So...the past week or more has been pretty stressful. My son is 7 months old (almost 8) and he has several teeth already, so I'm used to a little fussiness regarding teething. The woes of teething usually lasts a day or so, he may fuss and cry a little, and just overall be a little grumpypants, but then he goes back to normal and he's his usual sweet self.
This time...not so much. The fussiness lasted for days straight. Instead of getting better, it got worse. It progressed to fits of crying that lasted hours, refusing to eat, fighting to go to sleep, and being extremely clingy (crying hysterically if I left the room or put him down for a second) and overall just acting miserable.

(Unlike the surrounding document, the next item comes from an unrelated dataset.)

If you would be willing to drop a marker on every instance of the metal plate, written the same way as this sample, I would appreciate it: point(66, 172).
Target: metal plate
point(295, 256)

I was worried about my poor guy.
For me, the stress was getting bad. He is normally super sweet, happy, giggly, and just in general a laidback baby. Nothing I was doing was helping - he didn't want to nurse, didn't want a bottle, didn't want any solids (even his usual favorites like bananas or sweet potatoes), he was clearly exhausted but wouldn't sleep. He was refusing to eat, not sleeping...I just felt so bad that something was clearly wrong and nothing I was doing was seemingly helpful.
I wanted to cry every time he cried.
And housework? Impossible. I'm seeing the dishes pile up, dust collecting everywhere, piles of laundry - and I'm just itching to get to work. But my son needs me, and just like in his newborn days, I haven't been able to put him down for a moment. He wasn't acting like his usual self at all.
I noticed him tugging at his ear a few days ago, but I had read that ear-tugging can be a teething symptom, so I just wrote it off as that. But as I noticed he was tugging his ear more often (something he had never done before) I thought perhaps we were dealing with something more than teething, perhaps an ear infection. I googled his symptoms (good old Dr. Google) and an ear infection did seem likely.
I took him to the pediatrician this morning, and sure enough, he has an infection in the right ear. Now he is on antibiotics for the next 10 days, so hopefully this will be what he needs to start getting better. I'm relieved that my "mommy instincts" were correct, that I wasn't overreacting, and that now he's on the road to getting back to normal.
I miss his sweet little laughs and his shy smiles. He's finally asleep right now, thankfully...let's see if I can get something done around here before he wakes.